Dentre os principais sintomas, a mulher tem insônia, pouca motivação e energia, ansiedade, sentimento de culpa, menor concentração, irritabilidade e crises de choro. A paciente pode relatar pensamentos negativos e dificuldade para estabelecer vínculos com o recém-nascido. Ao apresentar alguns desses indícios, um médico deve ser procurado imediatamente.

Alterações hormonais afetam diretamente o metabolismo e o sistema imunológico, deixando o organismo da mulher mais vulnerável. Um histórico familiar de doenças psicológicas contribui para a ocorrência da depressão pós-parto que, em frequência bem menor, também pode ser diagnosticada em homens.

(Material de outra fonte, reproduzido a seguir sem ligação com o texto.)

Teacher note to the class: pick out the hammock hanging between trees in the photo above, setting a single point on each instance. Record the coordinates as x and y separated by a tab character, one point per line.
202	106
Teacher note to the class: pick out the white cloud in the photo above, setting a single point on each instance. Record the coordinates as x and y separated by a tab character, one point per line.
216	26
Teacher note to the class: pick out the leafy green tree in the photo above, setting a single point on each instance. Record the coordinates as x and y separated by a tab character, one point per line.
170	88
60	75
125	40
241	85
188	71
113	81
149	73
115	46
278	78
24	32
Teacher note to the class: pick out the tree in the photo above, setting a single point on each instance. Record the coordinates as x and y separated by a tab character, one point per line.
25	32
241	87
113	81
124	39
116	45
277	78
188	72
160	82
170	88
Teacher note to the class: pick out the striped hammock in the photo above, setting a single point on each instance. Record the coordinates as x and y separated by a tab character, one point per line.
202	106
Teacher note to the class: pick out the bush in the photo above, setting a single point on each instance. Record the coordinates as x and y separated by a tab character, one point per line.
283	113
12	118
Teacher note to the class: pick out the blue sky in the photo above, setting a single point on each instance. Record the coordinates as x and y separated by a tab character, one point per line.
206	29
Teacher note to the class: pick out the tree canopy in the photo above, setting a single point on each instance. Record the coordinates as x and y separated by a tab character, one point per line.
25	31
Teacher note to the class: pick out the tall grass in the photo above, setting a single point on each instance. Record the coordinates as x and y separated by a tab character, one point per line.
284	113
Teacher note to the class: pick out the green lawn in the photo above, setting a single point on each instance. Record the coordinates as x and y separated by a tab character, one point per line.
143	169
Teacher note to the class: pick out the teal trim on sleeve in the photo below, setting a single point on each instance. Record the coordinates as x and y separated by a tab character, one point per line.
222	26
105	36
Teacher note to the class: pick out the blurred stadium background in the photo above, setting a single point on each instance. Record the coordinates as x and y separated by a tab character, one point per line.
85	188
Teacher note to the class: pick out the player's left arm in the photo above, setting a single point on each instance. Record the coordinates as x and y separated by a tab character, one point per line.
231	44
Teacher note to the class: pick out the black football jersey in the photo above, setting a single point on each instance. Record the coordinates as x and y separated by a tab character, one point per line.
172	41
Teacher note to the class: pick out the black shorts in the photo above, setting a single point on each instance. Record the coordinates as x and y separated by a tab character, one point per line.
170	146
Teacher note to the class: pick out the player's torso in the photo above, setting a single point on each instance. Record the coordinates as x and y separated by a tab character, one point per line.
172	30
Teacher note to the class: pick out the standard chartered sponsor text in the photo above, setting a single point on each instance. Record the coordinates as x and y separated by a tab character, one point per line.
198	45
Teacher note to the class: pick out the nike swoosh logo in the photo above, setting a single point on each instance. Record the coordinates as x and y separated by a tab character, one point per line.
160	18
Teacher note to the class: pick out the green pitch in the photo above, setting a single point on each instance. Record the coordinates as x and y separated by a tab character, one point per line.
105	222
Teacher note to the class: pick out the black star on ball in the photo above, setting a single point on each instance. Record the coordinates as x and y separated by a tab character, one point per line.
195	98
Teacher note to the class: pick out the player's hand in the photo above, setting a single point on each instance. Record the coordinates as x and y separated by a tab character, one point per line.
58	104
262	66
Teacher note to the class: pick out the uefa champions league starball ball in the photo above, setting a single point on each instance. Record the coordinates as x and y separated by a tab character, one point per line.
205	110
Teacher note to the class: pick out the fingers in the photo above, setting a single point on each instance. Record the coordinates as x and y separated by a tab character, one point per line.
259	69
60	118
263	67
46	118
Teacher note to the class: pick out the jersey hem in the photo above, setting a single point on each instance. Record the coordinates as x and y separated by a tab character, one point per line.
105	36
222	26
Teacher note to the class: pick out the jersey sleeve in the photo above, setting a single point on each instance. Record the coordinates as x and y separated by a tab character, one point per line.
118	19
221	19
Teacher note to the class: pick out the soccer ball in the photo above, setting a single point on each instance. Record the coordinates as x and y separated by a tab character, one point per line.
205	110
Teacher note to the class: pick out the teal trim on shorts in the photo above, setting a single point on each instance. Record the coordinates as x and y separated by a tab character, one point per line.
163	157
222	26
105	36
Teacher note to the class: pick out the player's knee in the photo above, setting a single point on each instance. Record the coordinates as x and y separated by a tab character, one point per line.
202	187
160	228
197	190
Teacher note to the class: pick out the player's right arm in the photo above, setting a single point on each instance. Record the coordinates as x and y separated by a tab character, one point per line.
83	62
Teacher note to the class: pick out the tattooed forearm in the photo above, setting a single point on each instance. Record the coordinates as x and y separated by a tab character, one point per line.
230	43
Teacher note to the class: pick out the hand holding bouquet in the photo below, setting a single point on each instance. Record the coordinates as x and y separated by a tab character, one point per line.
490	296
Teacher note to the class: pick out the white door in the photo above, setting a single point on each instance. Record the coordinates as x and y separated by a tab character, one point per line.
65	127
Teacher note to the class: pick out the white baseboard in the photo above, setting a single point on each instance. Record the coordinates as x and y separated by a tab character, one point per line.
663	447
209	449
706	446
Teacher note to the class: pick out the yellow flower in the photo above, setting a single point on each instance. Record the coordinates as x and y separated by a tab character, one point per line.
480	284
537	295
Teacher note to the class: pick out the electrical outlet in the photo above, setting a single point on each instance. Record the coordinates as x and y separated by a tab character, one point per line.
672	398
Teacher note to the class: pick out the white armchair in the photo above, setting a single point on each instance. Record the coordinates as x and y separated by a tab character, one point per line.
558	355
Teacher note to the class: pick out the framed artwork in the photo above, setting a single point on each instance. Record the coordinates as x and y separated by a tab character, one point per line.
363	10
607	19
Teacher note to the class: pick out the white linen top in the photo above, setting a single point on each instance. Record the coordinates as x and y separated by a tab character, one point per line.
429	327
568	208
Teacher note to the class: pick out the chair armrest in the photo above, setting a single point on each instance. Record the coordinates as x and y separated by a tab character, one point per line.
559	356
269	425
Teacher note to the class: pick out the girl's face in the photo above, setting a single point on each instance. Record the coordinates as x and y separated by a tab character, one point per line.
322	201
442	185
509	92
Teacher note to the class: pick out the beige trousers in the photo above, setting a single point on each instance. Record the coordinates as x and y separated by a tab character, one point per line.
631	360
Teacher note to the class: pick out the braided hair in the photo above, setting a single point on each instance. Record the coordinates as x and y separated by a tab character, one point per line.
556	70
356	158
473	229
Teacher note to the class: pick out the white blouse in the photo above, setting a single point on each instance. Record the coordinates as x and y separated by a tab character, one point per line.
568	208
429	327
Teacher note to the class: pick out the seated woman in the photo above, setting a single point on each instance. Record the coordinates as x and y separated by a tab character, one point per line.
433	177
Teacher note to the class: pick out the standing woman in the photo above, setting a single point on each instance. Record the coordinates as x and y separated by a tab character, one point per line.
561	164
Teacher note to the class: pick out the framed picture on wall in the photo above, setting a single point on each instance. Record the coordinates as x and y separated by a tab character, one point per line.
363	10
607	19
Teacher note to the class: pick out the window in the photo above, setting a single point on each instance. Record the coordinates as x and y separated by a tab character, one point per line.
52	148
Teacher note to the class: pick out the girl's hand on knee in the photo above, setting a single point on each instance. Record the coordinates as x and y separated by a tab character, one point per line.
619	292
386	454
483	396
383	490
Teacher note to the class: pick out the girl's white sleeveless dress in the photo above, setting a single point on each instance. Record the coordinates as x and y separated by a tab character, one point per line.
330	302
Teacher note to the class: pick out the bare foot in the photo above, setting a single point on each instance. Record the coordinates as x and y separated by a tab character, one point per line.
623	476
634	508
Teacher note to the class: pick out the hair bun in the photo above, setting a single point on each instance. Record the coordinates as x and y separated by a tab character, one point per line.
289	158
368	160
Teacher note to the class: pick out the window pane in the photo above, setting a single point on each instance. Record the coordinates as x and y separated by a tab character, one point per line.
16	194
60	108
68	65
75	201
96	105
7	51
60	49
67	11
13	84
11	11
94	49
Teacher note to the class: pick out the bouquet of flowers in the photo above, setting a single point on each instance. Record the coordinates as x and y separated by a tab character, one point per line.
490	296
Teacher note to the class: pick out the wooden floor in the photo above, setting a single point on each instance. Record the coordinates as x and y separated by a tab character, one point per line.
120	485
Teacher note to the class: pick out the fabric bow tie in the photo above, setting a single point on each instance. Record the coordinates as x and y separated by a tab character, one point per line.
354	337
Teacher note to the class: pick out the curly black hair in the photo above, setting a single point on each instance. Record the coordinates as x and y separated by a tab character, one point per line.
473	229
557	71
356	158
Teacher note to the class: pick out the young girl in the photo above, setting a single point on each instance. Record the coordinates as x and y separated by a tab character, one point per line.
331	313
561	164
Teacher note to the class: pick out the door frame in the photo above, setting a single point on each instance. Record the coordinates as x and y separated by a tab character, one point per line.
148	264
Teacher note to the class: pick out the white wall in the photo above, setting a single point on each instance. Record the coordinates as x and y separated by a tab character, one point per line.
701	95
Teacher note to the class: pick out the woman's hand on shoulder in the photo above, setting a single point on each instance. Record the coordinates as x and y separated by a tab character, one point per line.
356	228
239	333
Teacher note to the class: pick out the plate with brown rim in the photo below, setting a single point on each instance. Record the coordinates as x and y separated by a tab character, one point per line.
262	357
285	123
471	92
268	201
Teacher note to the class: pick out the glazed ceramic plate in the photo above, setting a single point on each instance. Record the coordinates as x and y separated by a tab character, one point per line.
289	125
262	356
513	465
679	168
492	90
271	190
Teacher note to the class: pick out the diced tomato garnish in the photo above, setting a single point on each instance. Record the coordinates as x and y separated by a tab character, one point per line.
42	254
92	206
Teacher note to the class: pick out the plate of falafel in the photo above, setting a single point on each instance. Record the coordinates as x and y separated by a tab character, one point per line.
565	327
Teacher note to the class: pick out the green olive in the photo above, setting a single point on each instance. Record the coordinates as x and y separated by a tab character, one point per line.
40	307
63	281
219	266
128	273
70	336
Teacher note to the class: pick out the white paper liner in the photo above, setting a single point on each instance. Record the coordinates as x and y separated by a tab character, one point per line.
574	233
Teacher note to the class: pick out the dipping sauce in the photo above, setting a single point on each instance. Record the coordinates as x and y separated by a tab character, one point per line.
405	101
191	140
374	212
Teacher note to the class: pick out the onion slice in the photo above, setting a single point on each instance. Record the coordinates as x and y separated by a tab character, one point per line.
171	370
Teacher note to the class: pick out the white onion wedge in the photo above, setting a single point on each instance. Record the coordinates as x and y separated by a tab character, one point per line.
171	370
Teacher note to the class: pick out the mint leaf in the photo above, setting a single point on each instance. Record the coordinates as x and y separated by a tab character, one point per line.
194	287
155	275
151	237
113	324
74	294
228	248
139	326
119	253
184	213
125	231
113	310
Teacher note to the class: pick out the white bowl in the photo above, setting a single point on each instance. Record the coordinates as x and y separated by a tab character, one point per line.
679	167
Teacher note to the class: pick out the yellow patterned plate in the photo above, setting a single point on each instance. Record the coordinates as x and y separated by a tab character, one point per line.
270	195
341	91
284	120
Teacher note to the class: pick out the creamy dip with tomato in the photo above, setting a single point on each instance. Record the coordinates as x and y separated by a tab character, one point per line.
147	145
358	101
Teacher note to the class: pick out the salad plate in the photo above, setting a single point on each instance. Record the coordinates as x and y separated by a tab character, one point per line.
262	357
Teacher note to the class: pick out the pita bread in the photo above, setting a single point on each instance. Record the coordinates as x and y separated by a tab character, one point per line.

Baby blues e psicose pós-parto

Antes de começar o tratamento, é importante solicitar ao médico que diferencie a depressão pós-parto da baby blues. Essa é a expressão utilizada para sintetizar as mudanças de humor e ânimo logo após o parto. Com duração de poucas semanas e em menor intensidade, a baby blues é uma etapa de melancolia considerada normal. É o acréscimo de outros sintomas e também a duração dos mesmos que indicam a depressão pós-parto.

Um estágio mais raro e avançado da doença é a psicose pós-parto, onde a mulher tem os mesmos sintomas, mas também pode sentir os pensamentos desorganizados e sofrer alucinações. Nesse caso, um médico deve ser procurado o mais rápido possível.

Tratamento inclui medicação e cuidados

Feito de forma correta, o tratamento dura alguns meses. É muito importante ter o apoio da família nesse momento, acompanhando de perto as mudanças emocionais e tranquilizando a paciente. O tratamento pode incluir reposição hormonal, remédios antidepressivos e terapia. Também é recomendável adotar um estilo de vida saudável, com exercícios, boa alimentação e descanso adequado.

O acompanhamento médico contínuo pode ser recomendado, e mulheres com a depressão pós-parto tendem a ter novamente a depressão em outra etapa, inclusive em um novo processo de gestação.

É importante que todos os familiares conversem abertamente sobre o tema, levando a sério a depressão pós-parto e motivando o paciente durante o tratamento. As mulheres não devem sentir vergonha de conversar e pedir apoio nesse processo. Em pouco tempo, a mãe poderá aproveitar o seu bebê e curtir a maternidade de uma forma tranquila.